Since I work at an ISP, and am thus perpetually online at work, I've made an effort to keep more abreast of news, comics, and other periodic web offerings. And as a way to keep track of things, muck around with style sheets, and save my fingers a few keystrokes, I've put together a nifty start page with quick links to stuff I visit frequently. One thing that's a real kick is Red Meat Construction Set, a bunch of folks who create comics in the style of Red Meat. Some of them are pretty hilarious. I think I'll build a portfolio and apply. A good outlet for puns, at the least.

Resident Advisor

I just finished scanning a book of M.C. Escher's art. I'm going to use them as door tags. Fellow RAs and other members of the Department of Housing will receive the regular divisions of a plane pictures with the caption "A Perfect Fit?" Yay inside advertising jokes. I haven't gotten around to my other summer R.A. projects like coming up with material for the first month's featured {artist,musician,author,leader,engineer,scientist} but I may be able to knock those out before I go to Dragonfest. Hopefully I'll be able to send my residents a pre-welcome letter at the beginning of this week.

Wedding

Yesterday, I went to the wedding of Dawn and Erik. Dawn was a member of the short-lived Highland Grove Naropa-based Celtic ritual planning group.

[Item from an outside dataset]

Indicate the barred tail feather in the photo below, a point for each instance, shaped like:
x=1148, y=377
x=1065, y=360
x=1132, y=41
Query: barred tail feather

I hadn't seen her or other members of the group in about three years, so that was fun. It was a really cool ceremony, the "altar" was surrounded by flowers in front of an aspen grove in Lefthand Canyon. The emcee began by saying "In Colorado, all you need to get married is a signature of the Justice of the Peace. I am not a Justice of the Peace." They wrote and read their own vows to each other. Dawn has triplets who are about 8 by now, and they were involved in the ceremony -- both said vows to the kids too. Then they drank mead. And everyone had a little container of bubbles which we all blew as the two walked towards the food tent. People shared stories and poems, they played the newlywed game, we ate food catered by K.T.'s BBQ, and had a generally wonderful time. This makes three the number of my friends who have gotten married in the past year along with four babies, two more pregnancies, and an engagement. And on the minus side of the ledger, only one suicide, one natural death (whose time had really come) and one broken engagement.